Nasewaupee resident Dave Allen, who owns property in Sturgeon Bay and spoke during the public-comment period in opposition to the city subsidizing Fleet Farm, called removing the three parameters from the council’s motion “a step forward.”

“They need time to look at everything comprehensively,” he said.

Gustafson questioned the city helping to share in the cost of a frontage road that would benefit the project when other roads in the city are in need of repair.

This drawing depicts the site plan for constructing a Fleet Farm along the west entrance to Sturgeon Bay. Highlighted are a public entrance to the development that lines up with Grant Avenue across Highway 42/57 and a frontage road with a storm-sewer system along the highway that Fleet Farm requested the city share in the cost to construct. Submitted.

“I just hate seeing us put money toward a road in an area that, yes, benefits our community, but doesn’t benefit some of the neighborhoods that are struggling with just terrible road conditions,” he said. “If the intersection [for Grant Avenue and Highway 42/57] was on tonight’s agenda, I’d feel better about us helping with that because it’s going to greatly impact our housing in that area, and it will impact a greater scope.”

Jeff Peterson of CR Structures Group, which represents Fleet Farm on the development planned across from the Salty Seagull miniature-golf course along Highway 42/57, said it’s possible that traffic lights would be needed at the intersection. He requested further discussion with the city about helping to share in the cost of traffic lights and offsite road improvements.

Peterson said the Wisconsin Department of Transportation and an engineer representing Fleet Farm are analyzing the need for traffic lights through a traffic study that’s being done of the area. 

“There’s a strong pull that stop-and-go lights will be required there, [that] we should put stop-and-go lights there, but it’s not our total answer on that,” Peterson said. “We just want to reserve the kind of right that if this comes up a year from now, two years from now, and the north side [of the highway is] developing, [developers on the north side] have to pitch in as well to have the stop-and-go lights because it benefits everybody.”
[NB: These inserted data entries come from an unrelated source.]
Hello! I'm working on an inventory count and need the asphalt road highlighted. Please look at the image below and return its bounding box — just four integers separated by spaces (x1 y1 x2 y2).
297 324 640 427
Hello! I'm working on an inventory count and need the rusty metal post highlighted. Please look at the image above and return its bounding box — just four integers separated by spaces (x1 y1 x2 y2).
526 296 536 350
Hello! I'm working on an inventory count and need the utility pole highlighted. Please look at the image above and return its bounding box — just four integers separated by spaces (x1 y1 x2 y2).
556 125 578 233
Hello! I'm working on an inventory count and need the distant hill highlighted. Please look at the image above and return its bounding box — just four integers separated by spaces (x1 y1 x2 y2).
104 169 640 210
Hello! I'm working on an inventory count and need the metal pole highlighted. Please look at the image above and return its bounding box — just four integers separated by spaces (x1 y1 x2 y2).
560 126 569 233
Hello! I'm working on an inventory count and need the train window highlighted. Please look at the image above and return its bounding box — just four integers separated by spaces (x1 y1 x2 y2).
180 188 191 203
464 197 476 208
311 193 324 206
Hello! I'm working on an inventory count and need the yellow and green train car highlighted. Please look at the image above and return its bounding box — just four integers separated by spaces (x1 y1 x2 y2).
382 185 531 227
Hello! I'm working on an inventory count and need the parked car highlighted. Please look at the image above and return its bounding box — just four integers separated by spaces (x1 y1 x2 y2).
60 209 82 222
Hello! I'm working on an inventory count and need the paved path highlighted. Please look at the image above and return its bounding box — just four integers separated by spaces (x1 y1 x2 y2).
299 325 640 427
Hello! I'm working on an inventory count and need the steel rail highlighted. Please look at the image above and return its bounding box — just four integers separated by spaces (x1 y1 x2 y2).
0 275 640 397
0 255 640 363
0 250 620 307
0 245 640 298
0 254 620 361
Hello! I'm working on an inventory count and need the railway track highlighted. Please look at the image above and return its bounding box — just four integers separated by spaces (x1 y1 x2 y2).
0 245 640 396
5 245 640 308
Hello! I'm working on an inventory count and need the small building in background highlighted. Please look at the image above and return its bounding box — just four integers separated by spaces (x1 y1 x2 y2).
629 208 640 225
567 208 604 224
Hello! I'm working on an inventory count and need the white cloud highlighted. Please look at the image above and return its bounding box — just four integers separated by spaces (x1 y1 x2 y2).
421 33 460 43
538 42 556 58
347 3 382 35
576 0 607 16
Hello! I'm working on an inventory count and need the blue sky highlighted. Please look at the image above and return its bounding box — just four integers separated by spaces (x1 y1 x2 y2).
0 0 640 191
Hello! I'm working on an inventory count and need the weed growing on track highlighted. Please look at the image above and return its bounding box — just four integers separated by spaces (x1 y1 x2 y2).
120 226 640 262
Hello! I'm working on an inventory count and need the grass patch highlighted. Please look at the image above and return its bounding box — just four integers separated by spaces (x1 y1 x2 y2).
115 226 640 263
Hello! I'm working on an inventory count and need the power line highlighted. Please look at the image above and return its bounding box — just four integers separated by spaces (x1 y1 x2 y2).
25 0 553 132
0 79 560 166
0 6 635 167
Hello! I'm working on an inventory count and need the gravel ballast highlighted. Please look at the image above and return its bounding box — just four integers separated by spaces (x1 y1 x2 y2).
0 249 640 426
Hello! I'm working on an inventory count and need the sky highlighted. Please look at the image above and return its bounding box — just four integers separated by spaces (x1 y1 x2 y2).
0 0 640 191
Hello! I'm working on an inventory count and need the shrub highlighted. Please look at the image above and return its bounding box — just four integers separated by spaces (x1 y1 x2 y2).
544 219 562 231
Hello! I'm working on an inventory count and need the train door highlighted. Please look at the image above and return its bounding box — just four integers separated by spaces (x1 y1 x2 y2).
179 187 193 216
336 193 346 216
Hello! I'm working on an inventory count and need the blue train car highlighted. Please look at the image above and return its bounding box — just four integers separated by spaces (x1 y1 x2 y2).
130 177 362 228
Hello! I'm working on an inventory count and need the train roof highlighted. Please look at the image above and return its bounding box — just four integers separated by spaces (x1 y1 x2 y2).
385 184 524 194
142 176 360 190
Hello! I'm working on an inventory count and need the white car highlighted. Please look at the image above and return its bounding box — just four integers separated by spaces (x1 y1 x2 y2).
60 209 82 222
Gustafson suggested the council postpone its vote on the development agreement until details on the intersection are “ironed out.”

“I would like to see the intersection added in the entire scope,” he said.

Fleet Farm calculated the cost of the right-of-way property – 1.856 acres, which represents 9.29% of the 19.981 acres of developable land the company is acquiring for $2.3 million to build the new store – at $213,670.

In addition, Fleet Farm claimed that a frontage road the company wants to construct along the highway to the west would be important for the city’s future growth as well as the store’s development. For that reason, the company also requested a 50/50 split on that cost. In a letter Peterson sent to the committee earlier this month, he listed an estimate of the work for a frontage road with a storm-sewer system at $389,000 and asked the city to pay half the cost.

Fleet Farm’s request for financial assistance from the city could total more than $408,170 – the combined amount for the right-of-way purchase and half of the estimated frontage-road expenses – if the city also agrees to pay a share of the expenses for traffic lights and offsite road improvements.  

In putting together a development agreement with Fleet Farm, city administrator Josh Van Lieshout said discussions will continue about “the intersection, the necessity of the right-of-way and the necessity of the roadway.”